15. The method of claim 11, wherein the institution includes one of a university or a corporation.
16. A method, comprising:
identifying a first application set;
identifying a plurality of second application sets that each include a predetermined number of applications in common with the first application set;
identifying an application that is part of a predetermined number of the second application sets, but not of the first application set;
adding the identified application to the first application set;
identifying a hardware configuration based on the first application set; and
completing an action based on the hardware configuration.
17. The method of claim 16, wherein the hardware configuration identifies at least one of a type of processor and a random-access memory size.
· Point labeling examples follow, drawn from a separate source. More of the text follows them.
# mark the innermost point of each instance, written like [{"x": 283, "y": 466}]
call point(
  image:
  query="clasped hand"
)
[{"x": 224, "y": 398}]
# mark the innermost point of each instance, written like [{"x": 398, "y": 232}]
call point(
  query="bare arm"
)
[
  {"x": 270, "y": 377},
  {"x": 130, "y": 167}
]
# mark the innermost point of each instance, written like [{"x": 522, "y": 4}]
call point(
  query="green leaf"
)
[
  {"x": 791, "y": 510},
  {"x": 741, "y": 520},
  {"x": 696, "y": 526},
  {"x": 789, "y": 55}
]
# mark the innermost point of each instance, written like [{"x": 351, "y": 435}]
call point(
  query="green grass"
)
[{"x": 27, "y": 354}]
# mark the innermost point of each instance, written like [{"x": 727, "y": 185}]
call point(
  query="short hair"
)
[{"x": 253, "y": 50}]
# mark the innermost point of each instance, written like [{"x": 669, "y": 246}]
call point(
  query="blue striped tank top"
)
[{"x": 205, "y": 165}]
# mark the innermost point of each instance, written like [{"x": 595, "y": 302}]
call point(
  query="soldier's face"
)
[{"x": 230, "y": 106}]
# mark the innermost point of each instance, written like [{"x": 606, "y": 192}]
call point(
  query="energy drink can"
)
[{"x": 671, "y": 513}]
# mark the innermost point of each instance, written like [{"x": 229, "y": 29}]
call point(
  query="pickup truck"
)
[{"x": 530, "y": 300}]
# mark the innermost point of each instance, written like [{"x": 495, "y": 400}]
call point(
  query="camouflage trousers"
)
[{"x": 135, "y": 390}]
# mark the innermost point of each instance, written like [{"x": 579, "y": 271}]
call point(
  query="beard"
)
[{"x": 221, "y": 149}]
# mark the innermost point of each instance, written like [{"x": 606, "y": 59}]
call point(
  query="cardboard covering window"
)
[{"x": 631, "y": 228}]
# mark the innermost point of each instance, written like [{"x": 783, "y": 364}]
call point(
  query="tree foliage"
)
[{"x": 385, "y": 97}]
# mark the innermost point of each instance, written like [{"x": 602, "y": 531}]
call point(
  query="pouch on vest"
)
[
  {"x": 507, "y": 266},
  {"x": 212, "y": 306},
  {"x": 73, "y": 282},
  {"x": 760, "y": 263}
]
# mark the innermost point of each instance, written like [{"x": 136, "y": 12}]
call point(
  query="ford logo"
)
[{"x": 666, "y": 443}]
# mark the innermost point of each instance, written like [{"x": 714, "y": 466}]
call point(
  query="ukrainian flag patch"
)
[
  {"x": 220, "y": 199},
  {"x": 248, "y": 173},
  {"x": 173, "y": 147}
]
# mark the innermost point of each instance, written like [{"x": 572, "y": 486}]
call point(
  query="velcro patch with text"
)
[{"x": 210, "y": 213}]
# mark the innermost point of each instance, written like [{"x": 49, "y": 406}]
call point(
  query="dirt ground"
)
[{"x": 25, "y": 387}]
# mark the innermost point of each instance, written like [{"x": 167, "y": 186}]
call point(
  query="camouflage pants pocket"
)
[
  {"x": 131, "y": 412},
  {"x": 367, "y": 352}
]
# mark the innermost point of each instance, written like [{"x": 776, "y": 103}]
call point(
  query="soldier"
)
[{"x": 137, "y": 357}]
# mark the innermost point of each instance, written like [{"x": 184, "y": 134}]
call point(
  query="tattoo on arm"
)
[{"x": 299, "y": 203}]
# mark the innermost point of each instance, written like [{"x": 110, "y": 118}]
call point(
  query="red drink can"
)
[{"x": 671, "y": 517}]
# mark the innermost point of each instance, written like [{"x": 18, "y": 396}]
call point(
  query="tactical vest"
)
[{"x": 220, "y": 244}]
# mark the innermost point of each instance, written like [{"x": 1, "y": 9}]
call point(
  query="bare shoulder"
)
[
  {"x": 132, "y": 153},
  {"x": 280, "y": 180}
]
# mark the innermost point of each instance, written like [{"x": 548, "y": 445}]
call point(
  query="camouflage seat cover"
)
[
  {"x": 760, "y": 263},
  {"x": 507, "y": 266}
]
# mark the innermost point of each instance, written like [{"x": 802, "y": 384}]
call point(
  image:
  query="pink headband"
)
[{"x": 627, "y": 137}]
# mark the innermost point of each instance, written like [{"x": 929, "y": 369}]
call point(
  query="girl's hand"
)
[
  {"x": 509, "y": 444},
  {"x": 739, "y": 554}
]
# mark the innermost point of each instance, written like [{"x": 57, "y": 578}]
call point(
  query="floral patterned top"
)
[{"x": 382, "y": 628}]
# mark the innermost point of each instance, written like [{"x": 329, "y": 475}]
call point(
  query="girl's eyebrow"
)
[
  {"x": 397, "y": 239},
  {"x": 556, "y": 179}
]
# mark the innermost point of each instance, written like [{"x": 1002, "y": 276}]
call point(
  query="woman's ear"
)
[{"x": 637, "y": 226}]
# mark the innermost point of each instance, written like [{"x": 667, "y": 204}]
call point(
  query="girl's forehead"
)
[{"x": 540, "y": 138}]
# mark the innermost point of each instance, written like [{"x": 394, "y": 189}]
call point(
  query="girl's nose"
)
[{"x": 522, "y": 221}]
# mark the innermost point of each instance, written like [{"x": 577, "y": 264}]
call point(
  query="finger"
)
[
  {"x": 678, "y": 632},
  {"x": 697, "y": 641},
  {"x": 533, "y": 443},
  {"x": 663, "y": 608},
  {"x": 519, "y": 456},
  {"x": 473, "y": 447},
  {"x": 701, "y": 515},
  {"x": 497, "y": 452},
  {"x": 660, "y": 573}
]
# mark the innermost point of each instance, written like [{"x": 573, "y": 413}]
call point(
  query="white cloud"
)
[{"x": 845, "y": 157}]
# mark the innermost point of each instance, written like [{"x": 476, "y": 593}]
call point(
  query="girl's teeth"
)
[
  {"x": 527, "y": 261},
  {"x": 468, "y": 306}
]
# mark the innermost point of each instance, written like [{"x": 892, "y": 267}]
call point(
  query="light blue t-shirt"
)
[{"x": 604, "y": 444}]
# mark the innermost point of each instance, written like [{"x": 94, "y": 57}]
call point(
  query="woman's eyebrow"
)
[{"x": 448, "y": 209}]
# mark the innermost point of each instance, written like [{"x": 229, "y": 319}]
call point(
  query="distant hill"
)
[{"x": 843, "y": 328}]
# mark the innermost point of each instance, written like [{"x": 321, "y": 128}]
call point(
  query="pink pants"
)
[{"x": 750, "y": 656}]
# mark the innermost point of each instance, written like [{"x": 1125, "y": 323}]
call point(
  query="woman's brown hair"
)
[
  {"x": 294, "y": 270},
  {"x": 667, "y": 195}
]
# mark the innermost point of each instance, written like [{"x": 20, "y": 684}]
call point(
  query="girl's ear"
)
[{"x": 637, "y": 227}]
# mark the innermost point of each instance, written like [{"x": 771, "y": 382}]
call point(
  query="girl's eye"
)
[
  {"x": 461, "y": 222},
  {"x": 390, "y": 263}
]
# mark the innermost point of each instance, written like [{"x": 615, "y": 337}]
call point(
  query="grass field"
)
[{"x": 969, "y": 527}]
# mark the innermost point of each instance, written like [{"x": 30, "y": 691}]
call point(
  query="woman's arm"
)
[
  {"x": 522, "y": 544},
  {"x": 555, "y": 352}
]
18. The method of claim 16, wherein completing the action based on the hardware configuration includes updating a data structure to include an indication of the hardware configuration, the data structure being used by a sales system to complete a purchase of the hardware configuration.
19. The method of claim 16, wherein completing the action based on the hardware configuration includes adding the hardware configuration to a shopping cart.
20. The method of claim 16, wherein the hardware configuration is identified by using a machine learning model that is trained based on information collected by a plurality of agents, each agent being executed on a different user device, the information collected by any given one of the agents including an indication of a respective hardware configuration of the user device executing the given agent, an indication a third application set, the third application set including applications that are running on the user device executing the given agent, and an indication of whether any of the applications in the third application set are executed adequately.